Private insurance companies push for 'individual mandate'

As momentum gains for reforms, insurers hope to turn it to their advantage by supporting a proposal that everyone buy coverage. It would be a boost for the industry, which has seen enrollment decline.

By Lisa Girion
June 7, 2009


Some may find it hard to believe that the U.S. health insurance industry supports making major changes to the nation's healthcare system.

The industry, after all, scuttled President Clinton's healthcare overhaul bid with ads featuring "Harry and Louise" fretting about change.

But this time, it turns out, the health insurance industry has good reason to support at least some change: It needs it.

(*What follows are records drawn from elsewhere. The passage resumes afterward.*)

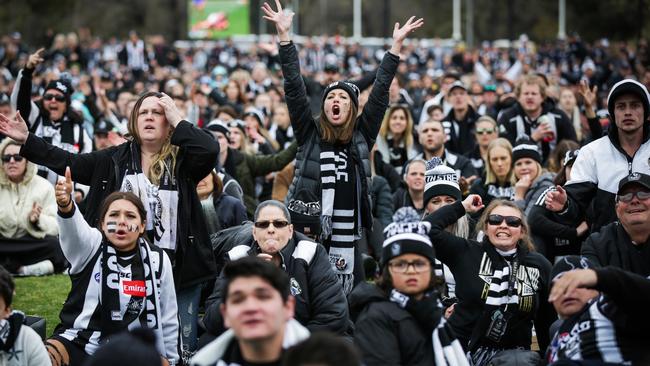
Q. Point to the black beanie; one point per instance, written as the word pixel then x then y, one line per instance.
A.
pixel 407 234
pixel 63 86
pixel 351 89
pixel 525 148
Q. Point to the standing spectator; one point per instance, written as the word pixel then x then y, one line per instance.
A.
pixel 28 231
pixel 543 123
pixel 603 163
pixel 258 309
pixel 395 139
pixel 459 122
pixel 331 143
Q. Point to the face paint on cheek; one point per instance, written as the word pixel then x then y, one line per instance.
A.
pixel 111 227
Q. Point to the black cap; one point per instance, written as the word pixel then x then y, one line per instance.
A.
pixel 629 86
pixel 349 88
pixel 634 178
pixel 569 263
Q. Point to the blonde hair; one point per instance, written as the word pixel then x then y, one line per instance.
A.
pixel 167 151
pixel 407 135
pixel 525 240
pixel 490 176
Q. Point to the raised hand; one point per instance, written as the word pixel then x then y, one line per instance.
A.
pixel 35 59
pixel 172 113
pixel 400 33
pixel 15 128
pixel 555 200
pixel 281 19
pixel 63 192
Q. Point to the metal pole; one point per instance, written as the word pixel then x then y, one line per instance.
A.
pixel 456 35
pixel 357 19
pixel 561 31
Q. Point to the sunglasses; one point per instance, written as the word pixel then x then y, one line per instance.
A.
pixel 512 221
pixel 278 224
pixel 483 131
pixel 57 97
pixel 628 197
pixel 7 158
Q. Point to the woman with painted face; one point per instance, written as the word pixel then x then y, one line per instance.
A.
pixel 501 282
pixel 532 179
pixel 395 141
pixel 119 279
pixel 162 163
pixel 554 239
pixel 499 179
pixel 398 320
pixel 333 161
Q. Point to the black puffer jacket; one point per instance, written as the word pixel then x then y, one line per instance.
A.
pixel 385 333
pixel 104 170
pixel 307 174
pixel 320 302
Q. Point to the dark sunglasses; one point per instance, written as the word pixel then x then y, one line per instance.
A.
pixel 278 224
pixel 7 158
pixel 628 197
pixel 482 131
pixel 57 97
pixel 512 221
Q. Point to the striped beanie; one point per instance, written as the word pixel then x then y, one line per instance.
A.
pixel 440 180
pixel 406 234
pixel 525 148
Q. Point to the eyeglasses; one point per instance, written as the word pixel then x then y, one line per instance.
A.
pixel 278 224
pixel 512 221
pixel 483 131
pixel 7 158
pixel 628 197
pixel 57 97
pixel 402 266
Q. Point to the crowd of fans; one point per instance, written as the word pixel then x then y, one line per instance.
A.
pixel 407 204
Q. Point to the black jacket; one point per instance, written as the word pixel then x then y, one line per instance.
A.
pixel 472 268
pixel 514 122
pixel 307 174
pixel 612 246
pixel 320 302
pixel 385 333
pixel 104 170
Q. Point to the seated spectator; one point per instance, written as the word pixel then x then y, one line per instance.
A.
pixel 28 231
pixel 258 309
pixel 398 317
pixel 413 194
pixel 532 179
pixel 320 303
pixel 395 139
pixel 624 244
pixel 501 282
pixel 602 323
pixel 499 179
pixel 554 239
pixel 119 280
pixel 20 345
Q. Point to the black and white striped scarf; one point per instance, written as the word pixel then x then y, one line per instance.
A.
pixel 338 203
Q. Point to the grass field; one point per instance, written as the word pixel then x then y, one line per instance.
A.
pixel 42 296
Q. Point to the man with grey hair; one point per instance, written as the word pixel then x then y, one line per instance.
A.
pixel 320 302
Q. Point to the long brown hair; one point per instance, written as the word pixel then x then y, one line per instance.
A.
pixel 525 240
pixel 167 151
pixel 338 134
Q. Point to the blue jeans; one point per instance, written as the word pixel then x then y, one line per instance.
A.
pixel 188 313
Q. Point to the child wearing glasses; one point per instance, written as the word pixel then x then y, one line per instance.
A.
pixel 28 232
pixel 399 318
pixel 501 282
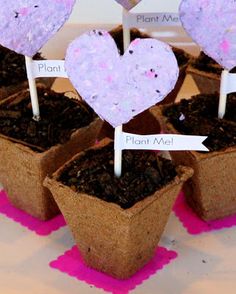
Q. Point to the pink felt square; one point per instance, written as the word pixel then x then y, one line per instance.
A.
pixel 72 264
pixel 42 228
pixel 193 224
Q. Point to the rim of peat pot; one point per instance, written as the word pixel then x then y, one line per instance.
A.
pixel 23 170
pixel 214 176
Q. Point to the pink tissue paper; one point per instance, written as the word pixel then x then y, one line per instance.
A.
pixel 72 264
pixel 42 228
pixel 193 224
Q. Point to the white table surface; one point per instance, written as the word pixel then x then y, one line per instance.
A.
pixel 25 257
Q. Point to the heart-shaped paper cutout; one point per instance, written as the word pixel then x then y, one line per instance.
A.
pixel 26 25
pixel 128 4
pixel 212 24
pixel 118 88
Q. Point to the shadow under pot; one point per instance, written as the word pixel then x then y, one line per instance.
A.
pixel 31 150
pixel 211 190
pixel 13 77
pixel 145 123
pixel 117 222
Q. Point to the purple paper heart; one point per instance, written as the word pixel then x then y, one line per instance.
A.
pixel 212 24
pixel 27 25
pixel 128 4
pixel 118 88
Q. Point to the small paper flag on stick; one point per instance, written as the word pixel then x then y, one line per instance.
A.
pixel 32 88
pixel 118 130
pixel 227 86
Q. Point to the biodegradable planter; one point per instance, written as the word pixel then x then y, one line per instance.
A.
pixel 111 239
pixel 211 190
pixel 22 170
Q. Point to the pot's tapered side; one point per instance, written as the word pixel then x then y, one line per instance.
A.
pixel 211 190
pixel 22 170
pixel 111 239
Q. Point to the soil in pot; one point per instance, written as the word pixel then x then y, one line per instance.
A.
pixel 117 223
pixel 199 116
pixel 60 117
pixel 142 174
pixel 205 63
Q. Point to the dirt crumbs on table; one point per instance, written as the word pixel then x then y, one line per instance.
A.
pixel 198 116
pixel 60 117
pixel 142 174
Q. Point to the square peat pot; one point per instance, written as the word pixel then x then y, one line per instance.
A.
pixel 207 82
pixel 111 239
pixel 211 190
pixel 22 169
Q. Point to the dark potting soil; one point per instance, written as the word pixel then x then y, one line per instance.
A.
pixel 117 35
pixel 142 174
pixel 198 116
pixel 12 67
pixel 206 63
pixel 60 117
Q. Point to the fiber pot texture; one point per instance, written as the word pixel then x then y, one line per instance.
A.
pixel 22 170
pixel 111 239
pixel 211 190
pixel 145 123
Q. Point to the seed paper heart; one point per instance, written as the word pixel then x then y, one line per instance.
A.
pixel 212 24
pixel 120 87
pixel 27 25
pixel 128 4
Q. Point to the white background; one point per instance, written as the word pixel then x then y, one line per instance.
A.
pixel 109 11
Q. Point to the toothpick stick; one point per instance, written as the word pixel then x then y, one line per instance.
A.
pixel 223 93
pixel 118 130
pixel 32 88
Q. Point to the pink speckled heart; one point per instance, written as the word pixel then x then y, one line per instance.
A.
pixel 212 24
pixel 26 25
pixel 128 4
pixel 120 87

Private health insurance faces a bleak future if the proposal they champion most vigorously -- a requirement that everyone buy medical coverage -- is not adopted.

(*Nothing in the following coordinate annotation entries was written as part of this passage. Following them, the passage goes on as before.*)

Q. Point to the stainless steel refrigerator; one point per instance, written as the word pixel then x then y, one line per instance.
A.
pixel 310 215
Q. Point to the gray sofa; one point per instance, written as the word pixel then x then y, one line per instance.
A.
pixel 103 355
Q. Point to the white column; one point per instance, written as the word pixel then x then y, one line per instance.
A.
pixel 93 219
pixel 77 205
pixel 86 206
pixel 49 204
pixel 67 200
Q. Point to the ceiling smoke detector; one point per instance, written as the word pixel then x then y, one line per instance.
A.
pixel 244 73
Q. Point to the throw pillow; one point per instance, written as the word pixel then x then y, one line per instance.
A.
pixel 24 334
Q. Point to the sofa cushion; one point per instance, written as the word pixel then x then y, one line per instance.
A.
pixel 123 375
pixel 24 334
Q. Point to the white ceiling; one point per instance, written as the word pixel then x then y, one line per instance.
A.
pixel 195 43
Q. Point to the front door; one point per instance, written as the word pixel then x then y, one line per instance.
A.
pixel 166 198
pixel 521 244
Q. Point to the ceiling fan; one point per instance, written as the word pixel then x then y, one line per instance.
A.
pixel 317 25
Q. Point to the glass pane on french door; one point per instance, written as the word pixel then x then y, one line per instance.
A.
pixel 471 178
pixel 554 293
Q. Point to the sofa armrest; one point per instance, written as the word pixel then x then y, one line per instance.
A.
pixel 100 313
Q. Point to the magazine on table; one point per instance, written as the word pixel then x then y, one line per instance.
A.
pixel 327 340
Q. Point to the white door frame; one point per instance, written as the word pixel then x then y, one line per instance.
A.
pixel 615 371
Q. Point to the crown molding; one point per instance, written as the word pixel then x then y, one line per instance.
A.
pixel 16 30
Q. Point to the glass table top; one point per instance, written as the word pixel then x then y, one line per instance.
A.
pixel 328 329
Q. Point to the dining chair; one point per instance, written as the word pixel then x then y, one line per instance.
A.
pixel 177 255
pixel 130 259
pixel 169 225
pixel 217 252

The customer base for private insurance has slipped since 2000, when soaring premiums began driving people out. The recession has accelerated the problem. But even after the economy recovers, the downward spiral is expected to continue for years as baby boomers become eligible for Medicare -- and stop buying private insurance.

Insurers do not embrace all of the healthcare restructuring proposals. But they are fighting hard for a purchase requirement, sweetened with taxpayer-funded subsidies for customers who can't afford it, and enforced with fines.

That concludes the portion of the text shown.